Koordinator Serikat Pekerja Sritex Group, Slamet Kaswanto, tak bisa menyembunyikan kekecewaannya. Dalam Rapat Dengar Pendapat Umum (RDPU) bersama Komisi IX DPR RI di Kompleks Senayan, Jakarta, pada Selasa, 4 Maret 2025, ia mencurigai waktu PHK sengaja dipilih untuk menghindari pembayaran Tunjangan Hari Raya (THR). “Kami merasa tidak enak hati. PHK ditetapkan dua hari sebelum puasa. Entah ini disengaja untuk mengelak dari THR atau bukan, saya tak tahu pasti,” ungkap Slamet dengan nada prihatin.

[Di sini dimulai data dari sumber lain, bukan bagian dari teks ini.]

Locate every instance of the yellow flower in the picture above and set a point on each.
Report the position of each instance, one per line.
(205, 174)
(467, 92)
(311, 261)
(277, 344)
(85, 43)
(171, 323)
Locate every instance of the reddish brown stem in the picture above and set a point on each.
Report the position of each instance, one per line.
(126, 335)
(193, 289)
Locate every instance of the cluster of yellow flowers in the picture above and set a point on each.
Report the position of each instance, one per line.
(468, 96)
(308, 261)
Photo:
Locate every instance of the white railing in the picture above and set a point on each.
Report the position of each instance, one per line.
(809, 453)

THR dan Hak Buruh Terancam
Slamet tak hanya mengeluhkan soal waktu PHK. Ia juga menyoroti ketidakpastian hak-hak buruh, termasuk THR, pesangon, dan gaji yang belum jelas nasibnya. Sritex, yang kini terlilit utang Rp32,6 triliun kepada kreditur, menghadapi situasi pelik karena rekening bank perusahaan telah diblokir oleh kurator. “Kurator yang memutus PHK, tapi mereka tak mau keluarkan uang. Manajemen bilang rekening sudah diblokir, padahal uangnya ada di sana,” keluhnya.
Kondisi ini membuat para buruh cemas. Jelang Ramadan, mereka tak hanya kehilangan pekerjaan, tetapi juga berpotensi tak mendapat hak yang seharusnya menjadi jaminan di masa sulit. Slamet pun memohon bantuan legislator Komisi IX DPR RI untuk mengawal kasus ini. “Kami laporkan soal THR ini. Kami mohon bapak-ibu terhormat di Komisi IX bantu awasi, agar THR bisa dibayar saat puasa ini,” pintanya dengan harap.

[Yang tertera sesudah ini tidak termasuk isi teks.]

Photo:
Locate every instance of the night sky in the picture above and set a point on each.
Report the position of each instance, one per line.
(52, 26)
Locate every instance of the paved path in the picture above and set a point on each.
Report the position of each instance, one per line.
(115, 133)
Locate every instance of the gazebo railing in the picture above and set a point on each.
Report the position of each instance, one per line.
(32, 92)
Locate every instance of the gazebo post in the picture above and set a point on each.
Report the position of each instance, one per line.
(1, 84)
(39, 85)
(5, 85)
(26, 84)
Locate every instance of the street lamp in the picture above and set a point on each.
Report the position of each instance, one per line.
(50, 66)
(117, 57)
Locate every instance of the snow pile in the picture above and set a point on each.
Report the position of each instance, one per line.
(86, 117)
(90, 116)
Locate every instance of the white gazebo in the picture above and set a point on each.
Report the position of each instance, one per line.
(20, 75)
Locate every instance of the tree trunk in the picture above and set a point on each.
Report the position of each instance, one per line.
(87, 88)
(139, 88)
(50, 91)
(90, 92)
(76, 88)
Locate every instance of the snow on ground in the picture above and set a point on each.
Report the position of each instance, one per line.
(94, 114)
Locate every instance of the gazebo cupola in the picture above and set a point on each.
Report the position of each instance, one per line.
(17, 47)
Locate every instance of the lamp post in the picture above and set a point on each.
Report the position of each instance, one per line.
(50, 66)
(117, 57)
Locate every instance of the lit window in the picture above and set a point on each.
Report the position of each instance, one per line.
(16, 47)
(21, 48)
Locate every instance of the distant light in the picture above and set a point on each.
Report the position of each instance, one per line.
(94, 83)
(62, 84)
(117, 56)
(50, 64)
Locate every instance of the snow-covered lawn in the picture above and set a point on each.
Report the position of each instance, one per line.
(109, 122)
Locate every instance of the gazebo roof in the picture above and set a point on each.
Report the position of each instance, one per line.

Pailit Sritex: Akhir Kisah Raksasa Tekstil
Kepailitan Sritex bermula dari ketidakmampuan perusahaan melunasi tagihan kreditur. Gugatan dari PT Indo Bharat Rayon menjadi pemicu akhir, hingga Pengadilan Niaga Semarang menetapkan status pailit. Penutupan operasional pada 1 Maret 2025 menandai berakhirnya perjalanan salah satu raksasa tekstil Indonesia, meninggalkan ribuan keluarga buruh dalam ketidakpastian.
Kini, sorotan tertuju pada langkah pemerintah dan kurator. Akankah hak-hak buruh, termasuk THR dan pesangon, dipenuhi di tengah blokirnya aset perusahaan? Pertanyaan ini terus bergema, sementara para buruh Sritex menanti keadilan di ambang bulan suci.